Evaluation of models is targeted for a purpose: What are models good for and why? Models that are good for one purpose may not be good for other purposes. Understanding the uncertainty and, hence, the utility of a model—any model, but especially climate models—requires extensive testing against observations.

Evaluation of climate models requires some fundamental understanding of the observations themselves. What is the uncertainty and accuracy in the observations? As we discuss in detail in Chap. 10, knowing the uncertainty in our observations is an important part of being able to evaluate the uncertainty in models.

Evaluating climate models is done in many ways but is often done similar to weather models. Models are evaluated on their representation of past events, either a single event or a statistical series of events. Evaluation of climate models can also show where critical processes need to be better understood to constrain climate model projections. For example, since cloud processes and responses to environmental changes are uncertain, better representation and evaluation of clouds in climate models is critical.

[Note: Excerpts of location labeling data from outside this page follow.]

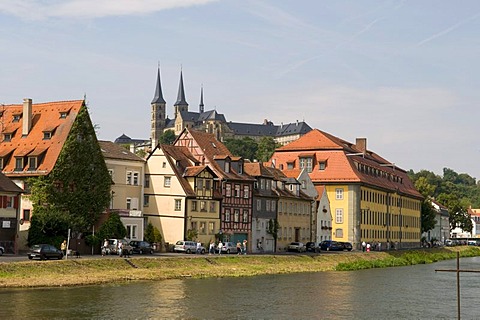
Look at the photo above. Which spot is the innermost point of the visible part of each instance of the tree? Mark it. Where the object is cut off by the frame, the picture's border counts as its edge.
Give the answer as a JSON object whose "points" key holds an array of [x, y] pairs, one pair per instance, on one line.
{"points": [[77, 190], [168, 137], [266, 148]]}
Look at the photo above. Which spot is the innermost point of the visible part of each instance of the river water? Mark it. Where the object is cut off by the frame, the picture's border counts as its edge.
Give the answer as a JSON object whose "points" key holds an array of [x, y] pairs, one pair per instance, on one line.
{"points": [[414, 292]]}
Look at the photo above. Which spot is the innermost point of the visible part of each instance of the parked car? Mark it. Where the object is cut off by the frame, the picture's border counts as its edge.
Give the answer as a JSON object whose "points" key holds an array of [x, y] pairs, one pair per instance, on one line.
{"points": [[347, 246], [141, 246], [311, 247], [113, 246], [229, 247], [330, 245], [296, 246], [188, 247], [44, 252]]}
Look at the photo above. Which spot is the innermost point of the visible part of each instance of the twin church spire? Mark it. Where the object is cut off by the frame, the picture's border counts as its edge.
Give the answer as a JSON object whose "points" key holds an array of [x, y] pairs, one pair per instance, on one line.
{"points": [[159, 109]]}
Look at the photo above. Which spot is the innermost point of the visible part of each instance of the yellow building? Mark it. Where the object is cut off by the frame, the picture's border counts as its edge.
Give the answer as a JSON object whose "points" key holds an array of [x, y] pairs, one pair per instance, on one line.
{"points": [[371, 199]]}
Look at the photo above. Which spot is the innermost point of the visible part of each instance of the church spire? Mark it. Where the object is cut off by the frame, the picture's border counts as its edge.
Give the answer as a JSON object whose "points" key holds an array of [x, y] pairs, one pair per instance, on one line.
{"points": [[158, 98], [181, 93], [201, 105]]}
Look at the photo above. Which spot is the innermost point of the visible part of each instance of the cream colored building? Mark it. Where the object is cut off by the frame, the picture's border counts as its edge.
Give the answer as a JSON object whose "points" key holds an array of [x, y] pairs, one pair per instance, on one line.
{"points": [[179, 195], [127, 171]]}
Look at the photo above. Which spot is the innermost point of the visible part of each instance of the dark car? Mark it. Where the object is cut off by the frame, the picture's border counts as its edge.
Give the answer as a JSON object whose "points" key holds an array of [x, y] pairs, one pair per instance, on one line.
{"points": [[330, 245], [311, 247], [44, 252], [347, 246], [141, 247]]}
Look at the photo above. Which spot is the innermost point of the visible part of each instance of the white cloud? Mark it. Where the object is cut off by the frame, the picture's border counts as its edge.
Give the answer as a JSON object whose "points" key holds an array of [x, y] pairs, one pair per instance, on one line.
{"points": [[44, 9]]}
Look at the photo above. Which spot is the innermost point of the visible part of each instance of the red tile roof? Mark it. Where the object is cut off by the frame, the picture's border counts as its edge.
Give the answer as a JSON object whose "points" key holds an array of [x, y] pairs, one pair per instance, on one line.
{"points": [[344, 163], [45, 117]]}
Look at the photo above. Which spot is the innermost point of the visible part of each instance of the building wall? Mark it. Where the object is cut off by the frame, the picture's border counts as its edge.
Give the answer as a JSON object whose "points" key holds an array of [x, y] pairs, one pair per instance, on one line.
{"points": [[162, 199]]}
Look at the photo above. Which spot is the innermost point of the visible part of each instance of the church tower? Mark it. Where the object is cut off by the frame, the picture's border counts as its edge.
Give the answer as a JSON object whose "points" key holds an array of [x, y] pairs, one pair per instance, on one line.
{"points": [[158, 113], [181, 104]]}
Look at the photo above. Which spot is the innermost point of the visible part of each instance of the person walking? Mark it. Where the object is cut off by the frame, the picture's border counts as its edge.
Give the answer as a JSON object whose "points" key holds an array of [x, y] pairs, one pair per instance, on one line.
{"points": [[63, 247], [220, 247]]}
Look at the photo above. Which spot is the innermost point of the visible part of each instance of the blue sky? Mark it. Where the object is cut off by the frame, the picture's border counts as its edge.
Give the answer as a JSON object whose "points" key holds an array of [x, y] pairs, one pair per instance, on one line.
{"points": [[403, 74]]}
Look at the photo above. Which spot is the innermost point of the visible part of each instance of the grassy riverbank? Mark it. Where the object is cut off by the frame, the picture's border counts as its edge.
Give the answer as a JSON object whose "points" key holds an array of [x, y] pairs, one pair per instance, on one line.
{"points": [[87, 271]]}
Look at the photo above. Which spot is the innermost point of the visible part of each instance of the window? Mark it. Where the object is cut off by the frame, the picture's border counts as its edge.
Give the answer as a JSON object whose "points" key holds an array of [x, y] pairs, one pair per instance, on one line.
{"points": [[246, 192], [146, 200], [47, 135], [339, 194], [178, 204], [203, 228], [26, 215], [213, 206], [19, 164], [167, 181], [135, 178], [131, 231], [211, 227], [237, 191], [339, 215], [146, 181], [32, 163]]}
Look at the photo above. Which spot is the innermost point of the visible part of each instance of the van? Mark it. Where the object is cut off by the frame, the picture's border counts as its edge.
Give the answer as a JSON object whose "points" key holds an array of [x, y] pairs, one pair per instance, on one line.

Predicting the future is often more of a projection than a forecast. A projection is dependent on outside factors, such as emissions dependent on economic growth and population. Thus, it is not truly a forecast because the outcome is dependent on factors outside of the model. This is a source of uncertainty that is partially outside of our knowledge of the climate system, and independent of our ability to design climate models to predict the system.

Understanding uncertainty is one of the keys to prediction, the subject of Chap. 10.

Key Points

  • Proper evaluation of models requires observations and estimates of observational uncertainty.

  • Observations also contain uncertain models.

  • Climate models can be evaluated on many past events, or even a single past event.

  • Projections of the future depend on scenarios that force climate models.